2. «¡Vamos a llegar tarde!» No importa lo organizado que estés, inevitablemente toma aproximadamente la misma cantidad de tiempo que volar a Europa para sacar a los bebés y niños pequeños de la cama, vestirlos, asearlos, alimentarlos y salir por la puerta (sin mencionar a ti mismo). Cuando usted finalmente consigue su cría atada en el coche o la silla de paseo, usted se da cuenta de que tiene aproximadamente dos minutos para la unidad real y la caída. Sin embargo, no hay presión. Totalmente factible!

< 1. El nombre de la empresa «¡No puedo hablar ahora!» Cuando estás contra el reloj para tomar un tren o llegar a la oficina, no hay mucho tiempo para charlar. Todo el mundo lo sabe, ¿verdad? Pero aún así… ¿estás siendo grosero al pasar por delante de esa otra madre que te pregunta cómo estás sin reciprocar con algo igualmente cálido? ¿O girar por el aula de su hijo al estilo del demonio de Tasmania sin decir más que un «hola» a la maestra y a otros niños? ¿A quién le importa si llegas 15 minutos tarde al trabajo? ¡Esta es tu comunidad, por el amor de Dios! Eh, pensándolo bien, 15 minutos tarde al trabajo significa salir 15 minutos más tarde. No, gracias.

< 4. «Por favor no llores, por favor no llores, por favor no llores….» Aunque muchos pequeños llegan al punto en que no lloran cuando usted se va, la mayoría lo hacen al menos de vez en cuando y algunos con más frecuencia que eso. Y ahí es cuando dejarlos puede ser realmente un infierno. Hay lágrimas de ellos. Lágrimas que necesitas para defenderte. Y un intento de arrancarle a un niño (o a unos pocos) de su pierna para que pueda comenzar su viaje al trabajo a tiempo, todo mientras es dulce y cariñoso. Claro, es posible, ¿verdad?

5. «Me siento fatal.» Cuando finalmente has logrado sacar a tu hijo o hijos de uno de tus miembros y estás saliendo por la puerta, la tristeza y la culpa usualmente se acumulan. «¿Cómo puedo dejar a mi bebé así cuando obviamente se moría por estar conmigo? ¿Qué clase de madre soy?» Tan desgarrador.

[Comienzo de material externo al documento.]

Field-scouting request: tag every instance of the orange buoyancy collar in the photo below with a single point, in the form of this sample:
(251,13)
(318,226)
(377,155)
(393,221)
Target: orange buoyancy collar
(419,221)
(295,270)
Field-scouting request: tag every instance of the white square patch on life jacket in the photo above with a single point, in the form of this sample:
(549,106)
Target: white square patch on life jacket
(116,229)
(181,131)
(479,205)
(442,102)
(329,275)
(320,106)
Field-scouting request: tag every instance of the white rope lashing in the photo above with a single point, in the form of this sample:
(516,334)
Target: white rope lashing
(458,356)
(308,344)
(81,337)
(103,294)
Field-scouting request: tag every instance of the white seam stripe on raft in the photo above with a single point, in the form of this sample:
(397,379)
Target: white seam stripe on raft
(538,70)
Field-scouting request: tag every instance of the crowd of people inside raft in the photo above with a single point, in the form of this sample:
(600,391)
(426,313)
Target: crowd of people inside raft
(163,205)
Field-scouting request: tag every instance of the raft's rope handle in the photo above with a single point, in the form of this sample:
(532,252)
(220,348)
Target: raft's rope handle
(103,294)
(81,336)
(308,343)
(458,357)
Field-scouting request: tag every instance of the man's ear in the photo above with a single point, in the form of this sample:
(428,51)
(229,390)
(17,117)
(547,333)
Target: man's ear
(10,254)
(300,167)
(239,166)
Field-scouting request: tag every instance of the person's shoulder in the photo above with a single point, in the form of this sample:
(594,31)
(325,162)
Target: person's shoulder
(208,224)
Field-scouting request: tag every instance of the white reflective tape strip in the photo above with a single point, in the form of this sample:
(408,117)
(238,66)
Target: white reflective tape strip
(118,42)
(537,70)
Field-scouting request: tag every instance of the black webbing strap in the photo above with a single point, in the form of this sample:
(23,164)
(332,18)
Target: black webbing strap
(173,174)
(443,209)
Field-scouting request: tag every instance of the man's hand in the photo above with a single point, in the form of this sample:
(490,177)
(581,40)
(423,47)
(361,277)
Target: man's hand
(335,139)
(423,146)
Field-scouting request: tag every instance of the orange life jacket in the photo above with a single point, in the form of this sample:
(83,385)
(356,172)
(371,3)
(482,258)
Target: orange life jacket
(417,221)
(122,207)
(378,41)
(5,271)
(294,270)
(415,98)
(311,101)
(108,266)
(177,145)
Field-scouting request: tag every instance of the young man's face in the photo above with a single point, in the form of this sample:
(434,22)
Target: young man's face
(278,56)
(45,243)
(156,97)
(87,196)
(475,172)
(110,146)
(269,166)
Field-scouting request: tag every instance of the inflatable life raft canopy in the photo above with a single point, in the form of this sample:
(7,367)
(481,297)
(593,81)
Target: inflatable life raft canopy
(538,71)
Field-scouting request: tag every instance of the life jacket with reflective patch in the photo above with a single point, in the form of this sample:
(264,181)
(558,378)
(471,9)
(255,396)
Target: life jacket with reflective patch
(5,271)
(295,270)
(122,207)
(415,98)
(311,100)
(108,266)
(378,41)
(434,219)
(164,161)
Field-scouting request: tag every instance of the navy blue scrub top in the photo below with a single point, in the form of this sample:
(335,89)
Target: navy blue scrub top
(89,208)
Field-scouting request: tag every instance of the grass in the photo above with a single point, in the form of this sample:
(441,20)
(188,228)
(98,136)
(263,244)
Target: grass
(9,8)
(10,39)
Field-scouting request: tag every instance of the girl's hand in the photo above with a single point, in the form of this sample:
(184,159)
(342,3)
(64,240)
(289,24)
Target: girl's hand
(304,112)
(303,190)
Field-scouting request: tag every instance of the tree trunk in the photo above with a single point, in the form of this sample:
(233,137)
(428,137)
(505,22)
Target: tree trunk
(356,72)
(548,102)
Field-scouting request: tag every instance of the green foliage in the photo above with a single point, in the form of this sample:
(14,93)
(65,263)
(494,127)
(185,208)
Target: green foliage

< 6. «¿Mi bebé va a estar bien ahí dentro?» A pesar de que usted ama su guardería y sabe que su hijo está en buenas manos, usted no puede evitar preocuparse también, casi en el mismo momento en que se despide. ¿Va a dejar de llorar pronto? ¿Todas sus instrucciones a los profesores fueron claras? ¿Y si se olvidan de hacer algo? ¿Y si no duerme la siesta o se come todo el almuerzo?

7. «Ahhhhhhh.» Una vez que usted ha puesto su culpa y preocupación a un lado y ha cambiado al modo no-mamá, es probable que la paz se apodere de usted. Porque históricamente hablando, su hijo siempre está bien dos minutos después de que usted sale del edificio. (Al menos eso es lo que escuchas, de todos modos.) Tal vez revisas el correo electrónico o envías mensajes de texto a la gente. Tal vez escuchas las noticias. Diablos, tal vez te pongas a gritar «Despacito». Hagas lo que hagas, es esa pequeña ventana de tiempo entre ser madre y ser empleada. Y es mágico. Hasta el atardecer, eso es.